Copper has undergone a multi-week rally and it intensified since the American election, pushing the price of the metal to a one-year high.
Its price had fallen from a peak in 2011 to a low in late 2015 as global economic growth stalled even as the U.S. economy grew slowly. Copper prices remained lethargic this year until the autumn when the value began to rise, on both a decline in production and the Chinese government’s decision to spend more on infrastructure to stimulate its economy.
In the days before the U.S. election, many investors were rattled and uncertain what a Donald Trump victory might mean, given his stand against trade agreements.
However, since his victory, the market narrative has focused on his promises regarding infrastructure spending and tax cutting that could stimulate the economy and demand for raw materials, including copper.
The prices of other metals have also risen, helped by the copper rally.
But several analysts now say that the extent of copper’s rise has outpaced the supply and demand fundamentals. The latest strength has more to do with high speed algorithmic trading than with the real world.
And while infrastructure spending in China and the U.S. should provide global stimulus, it could be offset on the downside by uncertainty caused by Britain’s exit from the European Union and rising anti-globalization, anti-trade sentiments around the world.
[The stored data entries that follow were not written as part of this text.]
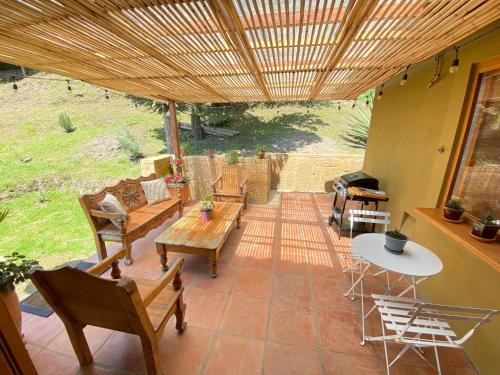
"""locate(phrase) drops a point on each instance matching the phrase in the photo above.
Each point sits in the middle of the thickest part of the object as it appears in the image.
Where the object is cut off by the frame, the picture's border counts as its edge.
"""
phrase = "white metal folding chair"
(358, 265)
(418, 324)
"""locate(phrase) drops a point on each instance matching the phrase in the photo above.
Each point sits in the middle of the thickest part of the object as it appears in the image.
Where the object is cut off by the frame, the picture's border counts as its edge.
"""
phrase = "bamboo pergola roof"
(234, 50)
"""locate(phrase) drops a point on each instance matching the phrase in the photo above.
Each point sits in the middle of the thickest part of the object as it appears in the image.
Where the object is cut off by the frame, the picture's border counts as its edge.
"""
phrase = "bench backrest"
(128, 191)
(79, 297)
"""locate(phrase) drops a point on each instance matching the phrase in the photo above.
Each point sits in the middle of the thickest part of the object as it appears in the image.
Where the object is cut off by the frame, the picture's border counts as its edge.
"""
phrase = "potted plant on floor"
(261, 152)
(207, 209)
(232, 157)
(453, 210)
(13, 270)
(395, 241)
(486, 229)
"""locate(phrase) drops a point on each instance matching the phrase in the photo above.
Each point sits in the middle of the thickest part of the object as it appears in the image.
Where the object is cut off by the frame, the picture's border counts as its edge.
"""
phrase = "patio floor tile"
(291, 288)
(254, 283)
(292, 323)
(206, 307)
(246, 316)
(341, 364)
(284, 359)
(235, 355)
(185, 354)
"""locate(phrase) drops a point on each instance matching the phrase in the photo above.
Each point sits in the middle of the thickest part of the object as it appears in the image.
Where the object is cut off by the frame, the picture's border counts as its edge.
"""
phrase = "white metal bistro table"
(416, 262)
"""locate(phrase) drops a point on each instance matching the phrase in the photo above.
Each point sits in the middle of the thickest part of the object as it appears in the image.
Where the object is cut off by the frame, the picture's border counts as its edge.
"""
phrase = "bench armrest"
(120, 218)
(106, 263)
(173, 272)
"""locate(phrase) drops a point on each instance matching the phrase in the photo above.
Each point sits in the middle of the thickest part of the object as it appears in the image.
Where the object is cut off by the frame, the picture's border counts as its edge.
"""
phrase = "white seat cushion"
(155, 191)
(111, 204)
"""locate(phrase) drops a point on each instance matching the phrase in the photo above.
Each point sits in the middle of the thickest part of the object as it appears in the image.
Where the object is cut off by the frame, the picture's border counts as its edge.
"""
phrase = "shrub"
(232, 157)
(129, 144)
(65, 123)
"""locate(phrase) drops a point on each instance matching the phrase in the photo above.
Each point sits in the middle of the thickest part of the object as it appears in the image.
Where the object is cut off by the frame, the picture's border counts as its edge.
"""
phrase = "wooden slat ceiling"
(234, 50)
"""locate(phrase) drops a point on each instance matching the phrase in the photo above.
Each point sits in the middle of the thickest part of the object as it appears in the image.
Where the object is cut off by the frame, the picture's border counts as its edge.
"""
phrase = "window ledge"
(488, 252)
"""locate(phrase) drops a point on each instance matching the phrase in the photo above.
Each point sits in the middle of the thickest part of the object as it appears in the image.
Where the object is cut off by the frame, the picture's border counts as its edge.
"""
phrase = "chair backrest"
(410, 317)
(373, 217)
(232, 176)
(79, 297)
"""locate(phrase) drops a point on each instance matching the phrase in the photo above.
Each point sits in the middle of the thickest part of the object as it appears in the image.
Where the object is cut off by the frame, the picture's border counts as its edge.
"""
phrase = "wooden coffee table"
(189, 235)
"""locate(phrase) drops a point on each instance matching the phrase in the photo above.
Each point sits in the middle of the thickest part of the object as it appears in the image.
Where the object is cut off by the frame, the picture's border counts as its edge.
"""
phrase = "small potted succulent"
(14, 269)
(395, 241)
(232, 157)
(261, 152)
(207, 209)
(487, 228)
(453, 210)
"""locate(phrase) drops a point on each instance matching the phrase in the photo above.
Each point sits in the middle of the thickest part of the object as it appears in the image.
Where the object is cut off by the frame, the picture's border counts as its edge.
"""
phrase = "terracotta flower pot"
(206, 216)
(453, 213)
(11, 300)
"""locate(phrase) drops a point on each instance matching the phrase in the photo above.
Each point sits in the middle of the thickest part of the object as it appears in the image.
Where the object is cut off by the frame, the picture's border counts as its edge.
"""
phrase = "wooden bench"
(141, 219)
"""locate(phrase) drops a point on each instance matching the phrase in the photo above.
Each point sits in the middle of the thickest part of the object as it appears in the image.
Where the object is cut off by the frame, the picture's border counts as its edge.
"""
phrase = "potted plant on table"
(453, 210)
(261, 152)
(395, 241)
(486, 229)
(207, 209)
(13, 270)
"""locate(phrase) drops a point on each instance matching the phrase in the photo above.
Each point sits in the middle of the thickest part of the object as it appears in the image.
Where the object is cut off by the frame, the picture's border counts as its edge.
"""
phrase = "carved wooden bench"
(141, 219)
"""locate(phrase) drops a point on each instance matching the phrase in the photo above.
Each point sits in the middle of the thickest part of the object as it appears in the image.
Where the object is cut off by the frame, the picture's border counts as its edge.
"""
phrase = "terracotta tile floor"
(275, 308)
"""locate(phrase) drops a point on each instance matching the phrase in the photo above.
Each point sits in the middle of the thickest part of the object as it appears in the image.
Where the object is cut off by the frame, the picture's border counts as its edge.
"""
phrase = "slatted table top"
(192, 232)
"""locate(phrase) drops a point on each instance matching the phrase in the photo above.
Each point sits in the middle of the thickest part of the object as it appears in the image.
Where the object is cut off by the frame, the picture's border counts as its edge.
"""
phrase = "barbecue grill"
(360, 180)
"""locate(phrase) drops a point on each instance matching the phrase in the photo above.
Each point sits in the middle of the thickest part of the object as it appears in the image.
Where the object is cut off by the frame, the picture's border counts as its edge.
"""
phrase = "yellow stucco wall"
(408, 126)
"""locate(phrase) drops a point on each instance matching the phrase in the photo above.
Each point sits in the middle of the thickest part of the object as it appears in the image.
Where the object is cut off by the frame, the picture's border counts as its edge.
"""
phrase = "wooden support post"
(174, 129)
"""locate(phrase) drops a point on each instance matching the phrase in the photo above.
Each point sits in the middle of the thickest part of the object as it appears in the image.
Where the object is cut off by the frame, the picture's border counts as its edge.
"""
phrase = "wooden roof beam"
(354, 20)
(108, 23)
(235, 31)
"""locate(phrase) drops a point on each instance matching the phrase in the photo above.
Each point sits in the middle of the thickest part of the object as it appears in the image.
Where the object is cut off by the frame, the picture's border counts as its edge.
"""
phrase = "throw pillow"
(111, 204)
(155, 191)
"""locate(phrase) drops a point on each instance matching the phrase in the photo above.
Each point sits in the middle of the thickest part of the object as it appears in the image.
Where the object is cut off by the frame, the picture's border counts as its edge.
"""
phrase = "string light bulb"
(435, 79)
(404, 80)
(380, 93)
(455, 63)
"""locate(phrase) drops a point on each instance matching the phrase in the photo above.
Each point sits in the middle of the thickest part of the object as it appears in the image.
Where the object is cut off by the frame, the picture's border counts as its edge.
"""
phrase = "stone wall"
(310, 172)
(284, 172)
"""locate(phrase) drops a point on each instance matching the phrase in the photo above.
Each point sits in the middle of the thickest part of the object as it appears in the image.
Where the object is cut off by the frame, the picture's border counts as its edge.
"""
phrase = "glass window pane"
(478, 178)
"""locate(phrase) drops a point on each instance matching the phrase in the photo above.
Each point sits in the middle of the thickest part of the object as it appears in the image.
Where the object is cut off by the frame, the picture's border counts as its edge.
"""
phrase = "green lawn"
(46, 221)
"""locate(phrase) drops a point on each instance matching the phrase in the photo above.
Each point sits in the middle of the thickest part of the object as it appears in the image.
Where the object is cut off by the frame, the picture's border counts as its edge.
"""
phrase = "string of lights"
(454, 67)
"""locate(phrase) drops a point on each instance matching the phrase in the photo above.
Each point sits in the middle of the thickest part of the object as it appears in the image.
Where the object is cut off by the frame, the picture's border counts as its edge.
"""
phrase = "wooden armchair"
(231, 185)
(80, 298)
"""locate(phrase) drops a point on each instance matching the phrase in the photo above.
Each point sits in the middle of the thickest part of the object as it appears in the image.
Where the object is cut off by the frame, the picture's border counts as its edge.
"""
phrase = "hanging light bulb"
(454, 64)
(436, 72)
(404, 80)
(380, 93)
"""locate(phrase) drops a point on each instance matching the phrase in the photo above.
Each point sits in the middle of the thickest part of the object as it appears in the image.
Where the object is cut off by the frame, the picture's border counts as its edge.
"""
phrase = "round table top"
(416, 259)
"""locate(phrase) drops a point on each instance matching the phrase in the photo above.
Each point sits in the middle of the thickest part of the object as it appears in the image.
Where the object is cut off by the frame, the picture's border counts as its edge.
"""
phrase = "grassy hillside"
(46, 221)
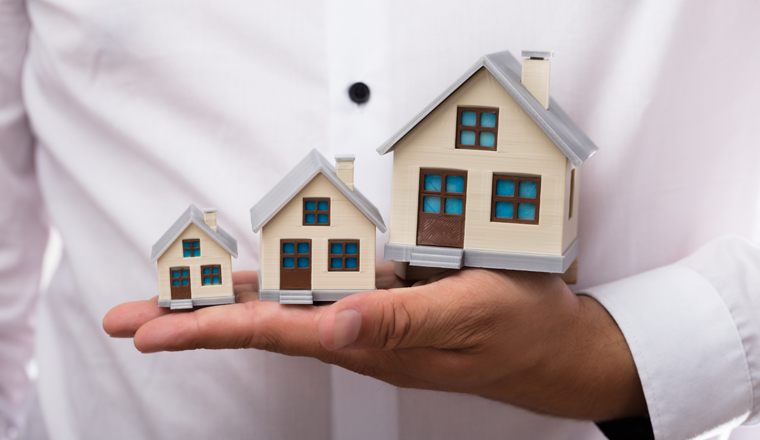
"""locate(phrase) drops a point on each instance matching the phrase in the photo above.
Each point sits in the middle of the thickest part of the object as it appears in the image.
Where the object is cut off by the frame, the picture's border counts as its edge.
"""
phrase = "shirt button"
(359, 93)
The crop market appears to have paid little attention to the copper rally. It focused more on the U.S. Department of Agriculture monthly supply and demand report last week that increased the forecast of U.S. corn and soybean production and ending stocks.
Prices were also pressured as the American harvest raced toward its conclusion, more Canadian farmers wrapped up their harvests and the U.S. dollar rose.
If a Trump administration gets Congress to back his infrastructure stimulus, that could further lift the U.S. dollar.
Stimulus can cause inflation and that would give the U.S. Federal Reserve reason to pick up the pace of its interest rate increases and that would put upward pressure on the buck.
A strong U.S. dollar would be an impediment to U.S. grain exports.
For Canada, rising U.S. interest rates would likely keep downward pressure on the Canadian dollar, which lost about a cent last week.
On Nov. 14, it was trading below US74 cents, its lowest level since February. The loonie set a multi-year low in January at 68 cents.
The failure by the Organization of Petroleum Exporting Countries, better known as OPEC, to make any headway on reducing oil production is weighing down crude prices and that also has a negative impact on the loonie.